Prévention des IST chez les étudiants : une approche globale au-delà du préservatif
Un étudiant qui glisse systématiquement un préservatif dans sa poche avant une soirée a fait un premier pas important en matière de prévention des infections sexuellement transmissibles. Mais ce geste, aussi essentiel soit-il, ne suffit pas à garantir une protection complète.
Dans sa brochure destinée aux milieux festifs, l'association O'Yes, fondée en 2009 et anciennement connue sous le nom de SIDA'SOS, insiste sur une approche globale de la santé sexuelle. L'organisation, qui a élargi son champ d'action de la prévention du VIH à l'ensemble des questions de santé sexuelle en 2011, rappelle que la prévention commence bien avant le rapport sexuel et se prolonge après.
Parmi les mesures recommandées figurent le dépistage régulier, la vérification du statut vaccinal contre certaines infections, notamment les papillomavirus et l'hépatite B, ainsi que la discussion ouverte sur la santé sexuelle avec ses partenaires. Cette approche multidimensionnelle permet de ne pas concentrer toute la responsabilité de la prévention sur le seul usage du préservatif.
Un contexte épidémiologique préoccupant
Ces recommandations interviennent dans un contexte sanitaire alarmant. Entre 2014 et 2018 en Belgique, les diagnostics d'IST ont connu une progression spectaculaire : l'incidence de la chlamydia a augmenté de 53%, celle de la gonorrhée de 152% et celle de la syphilis de 192% pour 100 000 habitants.
La chlamydia demeure l'infection sexuellement transmissible la plus fréquemment diagnostiquée en Belgique, représentant 57,4% des cas d'IST signalés par le réseau de médecins généralistes sentinelles entre 2015 et 2020. Les données épidémiologiques révèlent par ailleurs que 83,6% des patients diagnostiqués avec une IST durant cette période avaient moins de 30 ans, soulignant la vulnérabilité particulière de la population étudiante.
Au niveau européen, les chiffres publiés en mai 2026 par le Centre européen de prévention et de contrôle des maladies confirment cette tendance inquiétante.
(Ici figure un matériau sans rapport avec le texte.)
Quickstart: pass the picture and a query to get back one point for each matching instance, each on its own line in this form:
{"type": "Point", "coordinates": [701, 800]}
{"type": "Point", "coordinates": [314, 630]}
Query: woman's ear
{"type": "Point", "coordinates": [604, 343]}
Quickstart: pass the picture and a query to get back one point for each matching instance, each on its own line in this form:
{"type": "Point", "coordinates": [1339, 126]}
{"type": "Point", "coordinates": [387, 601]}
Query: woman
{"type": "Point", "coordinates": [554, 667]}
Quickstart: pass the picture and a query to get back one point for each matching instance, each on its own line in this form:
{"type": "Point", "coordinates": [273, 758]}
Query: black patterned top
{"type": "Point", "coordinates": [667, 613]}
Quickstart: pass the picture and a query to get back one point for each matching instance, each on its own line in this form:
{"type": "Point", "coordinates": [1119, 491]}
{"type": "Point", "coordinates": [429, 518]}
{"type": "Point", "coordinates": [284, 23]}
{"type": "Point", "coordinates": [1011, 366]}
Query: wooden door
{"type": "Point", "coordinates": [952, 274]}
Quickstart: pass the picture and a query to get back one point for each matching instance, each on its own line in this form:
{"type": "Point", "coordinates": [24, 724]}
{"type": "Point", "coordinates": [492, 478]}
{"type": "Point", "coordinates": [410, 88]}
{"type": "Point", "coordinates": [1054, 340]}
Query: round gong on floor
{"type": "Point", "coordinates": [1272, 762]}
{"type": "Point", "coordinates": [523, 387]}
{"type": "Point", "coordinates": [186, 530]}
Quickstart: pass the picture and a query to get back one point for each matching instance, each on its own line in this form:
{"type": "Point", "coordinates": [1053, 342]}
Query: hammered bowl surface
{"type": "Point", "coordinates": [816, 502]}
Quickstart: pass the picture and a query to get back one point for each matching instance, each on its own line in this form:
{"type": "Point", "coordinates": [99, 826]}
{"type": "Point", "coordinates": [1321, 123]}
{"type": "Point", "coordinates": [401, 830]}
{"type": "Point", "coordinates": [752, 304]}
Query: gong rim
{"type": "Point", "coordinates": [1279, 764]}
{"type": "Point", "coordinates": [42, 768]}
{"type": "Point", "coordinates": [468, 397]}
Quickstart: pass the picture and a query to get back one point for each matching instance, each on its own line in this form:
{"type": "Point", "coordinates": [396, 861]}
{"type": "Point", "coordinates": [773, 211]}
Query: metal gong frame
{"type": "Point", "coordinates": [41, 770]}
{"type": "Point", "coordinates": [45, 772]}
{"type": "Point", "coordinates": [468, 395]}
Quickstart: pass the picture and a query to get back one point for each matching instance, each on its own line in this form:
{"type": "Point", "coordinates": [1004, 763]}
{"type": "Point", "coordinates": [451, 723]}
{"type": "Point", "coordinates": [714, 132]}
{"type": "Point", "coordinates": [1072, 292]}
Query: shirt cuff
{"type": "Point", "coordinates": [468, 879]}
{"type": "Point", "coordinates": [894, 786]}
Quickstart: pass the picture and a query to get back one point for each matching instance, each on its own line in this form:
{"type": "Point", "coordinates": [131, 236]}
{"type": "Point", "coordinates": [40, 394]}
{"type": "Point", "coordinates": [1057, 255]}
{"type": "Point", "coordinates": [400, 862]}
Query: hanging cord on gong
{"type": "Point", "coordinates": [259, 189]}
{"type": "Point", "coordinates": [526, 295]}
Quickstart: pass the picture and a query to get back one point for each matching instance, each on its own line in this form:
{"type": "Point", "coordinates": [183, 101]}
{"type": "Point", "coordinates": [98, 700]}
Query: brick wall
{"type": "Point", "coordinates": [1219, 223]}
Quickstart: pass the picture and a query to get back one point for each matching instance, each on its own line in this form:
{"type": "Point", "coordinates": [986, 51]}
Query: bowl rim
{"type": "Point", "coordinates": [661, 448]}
Les infections sexuellement transmissibles ont atteint des niveaux records en 2024, avec 106 331 cas de gonorrhée enregistrés, soit une hausse de 303% depuis 2015, et 45 577 cas de syphilis.
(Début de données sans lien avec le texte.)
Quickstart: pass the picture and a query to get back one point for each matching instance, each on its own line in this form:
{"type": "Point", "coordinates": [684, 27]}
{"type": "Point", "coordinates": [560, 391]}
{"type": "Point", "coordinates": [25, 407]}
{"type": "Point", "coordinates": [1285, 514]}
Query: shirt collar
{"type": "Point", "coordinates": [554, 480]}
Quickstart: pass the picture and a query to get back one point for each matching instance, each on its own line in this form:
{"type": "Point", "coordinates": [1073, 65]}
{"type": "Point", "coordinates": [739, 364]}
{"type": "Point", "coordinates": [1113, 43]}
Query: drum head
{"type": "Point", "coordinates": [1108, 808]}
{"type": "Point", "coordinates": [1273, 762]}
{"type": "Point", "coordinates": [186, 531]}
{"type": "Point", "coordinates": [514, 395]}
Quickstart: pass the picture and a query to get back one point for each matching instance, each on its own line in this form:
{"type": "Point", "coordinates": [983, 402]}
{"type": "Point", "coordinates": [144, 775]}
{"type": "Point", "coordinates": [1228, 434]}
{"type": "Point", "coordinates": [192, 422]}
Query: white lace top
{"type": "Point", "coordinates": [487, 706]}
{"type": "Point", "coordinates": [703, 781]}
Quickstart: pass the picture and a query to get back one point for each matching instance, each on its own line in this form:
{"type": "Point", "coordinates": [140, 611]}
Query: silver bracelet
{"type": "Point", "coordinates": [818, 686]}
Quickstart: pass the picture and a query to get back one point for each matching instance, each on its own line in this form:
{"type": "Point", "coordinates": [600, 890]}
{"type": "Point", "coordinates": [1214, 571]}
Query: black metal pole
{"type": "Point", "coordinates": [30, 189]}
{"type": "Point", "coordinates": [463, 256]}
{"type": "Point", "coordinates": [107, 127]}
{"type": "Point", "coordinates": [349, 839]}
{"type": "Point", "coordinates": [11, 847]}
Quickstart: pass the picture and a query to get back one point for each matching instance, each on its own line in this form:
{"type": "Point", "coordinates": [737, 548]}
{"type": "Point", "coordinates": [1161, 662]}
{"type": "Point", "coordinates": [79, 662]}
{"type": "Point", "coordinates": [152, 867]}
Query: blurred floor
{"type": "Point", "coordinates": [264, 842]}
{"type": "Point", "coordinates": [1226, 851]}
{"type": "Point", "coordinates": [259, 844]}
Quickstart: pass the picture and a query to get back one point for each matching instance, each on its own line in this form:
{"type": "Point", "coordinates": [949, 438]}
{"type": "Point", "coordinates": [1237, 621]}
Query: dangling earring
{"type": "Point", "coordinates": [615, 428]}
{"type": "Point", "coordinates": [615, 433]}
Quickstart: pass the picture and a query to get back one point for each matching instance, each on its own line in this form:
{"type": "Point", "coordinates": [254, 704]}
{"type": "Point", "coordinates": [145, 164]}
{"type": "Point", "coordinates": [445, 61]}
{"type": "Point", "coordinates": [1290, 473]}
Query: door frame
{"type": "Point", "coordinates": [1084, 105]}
La PrEP, un outil complémentaire
O'Yes mentionne également la PrEP, le traitement préventif post-exposition qui permet de prévenir le VIH. En Belgique, ce traitement à base de ténofovir et d'emtricitabine est principalement accessible dans des cliniques spécialisées dans le VIH. Il peut être pris quotidiennement ou selon un schéma événementiel chez les hommes cisgenres et les femmes trans ne prenant pas d'hormones à base d'estradiol.
L'association insiste toutefois sur une limite importante : la PrEP ne protège que contre le virus de l'immunodéficience humaine et ne constitue en aucun cas une protection contre l'ensemble des infections sexuellement transmissibles. Cette précision est d'autant plus importante que les cas de gonorrhée touchent de manière disproportionnée certains groupes de population, tandis que la syphilis connaît une augmentation soutenue tant chez les hommes que chez les femmes hétérosexuels depuis 2021.
Des vaccins accessibles
Concernant la vaccination, la Belgique a mis en place depuis 1999 une vaccination universelle contre l'hépatite B pour tous les nourrissons, enfants et adolescents, avec des programmes de rattrapage pour les jeunes âgés de 10 à 13 ans. Pour le papillomavirus humain, la vaccination est gratuite pour tous les adolescents de 13 à 14 ans, quel que soit leur genre, via les services de santé scolaire ou les médecins généralistes. Cette gratuité s'étend jusqu'à l'âge de 19 ans pour les vaccinations effectuées par un médecin généraliste.
En promouvant une stratégie de prévention qui combine plusieurs outils, l'association O'Yes rappelle que la santé sexuelle repose sur une responsabilité partagée et une information complète, particulièrement cruciale dans les milieux festifs étudiants où les comportements à risque peuvent être plus fréquents.